Sí es importante considerar que, aunque todas podemos aprender a gestionar el bloqueo emocional, en algunos casos sin una ayuda especializada será inviable. Puede haber dejado un historial de eventos traumáticos o deferentes disfunciones emocionales que exijan la ayuda de un profesional de la salud mental. En esos casos, siempre es conveniente un proceso terapéutico.

¿Qué puedo hacer ante el bloqueo emocional?

Cuando estemos en situaciones donde nos hayamos bloqueado, podemos poner en práctica una serie de recursos que nos ayuden a afrontar la situación y alcanzar una seguridad o un desarrollo.
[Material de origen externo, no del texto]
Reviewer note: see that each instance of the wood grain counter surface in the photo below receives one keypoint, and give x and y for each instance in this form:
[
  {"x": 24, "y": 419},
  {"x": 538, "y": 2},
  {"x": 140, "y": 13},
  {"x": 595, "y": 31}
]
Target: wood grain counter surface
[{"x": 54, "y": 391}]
Esto es lo que podemos hacer ante el bloqueo emocional:

  • Apártate de lo que lo haya activado: Es importante que, para poder activar el pensamiento y nuestros recursos nos alejemos de aquello que lo haya provocado, ya que su impacto seguirá sino en nosotros y nos mantendrá durante más tiempo en el bloqueo.
  • Analiza lo que sientes: una vez que te encuentres en otro espacio, analiza qué estás sintiendo. Sobre todo, busca ver si sientes algo relacionado con el miedo, la tristeza o la rabia en sus diferentes grados o variaciones.
  • Analiza la situación: ¿Qué tipo de situación estás viviendo? Para ver cómo afrontarlo, es importante saber categorizar lo que tenemos delante. ¿Es una amenaza a nuestra seguridad física o emocional? ¿Es una pérdida? ¿O tal vez es una injusticia o una agresión?
  • Coherencia entre la situación y mi emoción: Uno de los mayores bloqueos viene al activarse en nosotros emociones que, de acuerdo a la situación que estamos viviendo, son disfuncionales. Si lo que estoy viviendo es una amenaza a mi seguridad, el miedo sería la emoción más constructiva. Para las pérdidas lo sería la tristeza y para las injusticias o agresiones la rabia. Veo si estoy en una situación de disfunción.
  • No cambio lo que siento, solo ejecuto: Independientemente de lo que yo esté sintiendo, debo actuar en base a la situación en la que estoy. Por tanto, ante una situación de amenaza, deberé poner límites que me protejan y restablezcan mi seguridad. Ante una pérdida, deberé buscar todas las soluciones y alternativas posibles. Y ante una injusticia o una agresión, deberé cortar y buscar que todo sea justo.

Analizar las situaciones, ver qué estoy sintiendo y actuar de forma coherente con lo que la situación me exige es una buena forma de empezar a superar el bloqueo emocional. Es cuestión de irlo aplicando a lo largo del tiempo, aprendiendo de los errores y tratándonos en todo el proceso sin juicio ni crítica.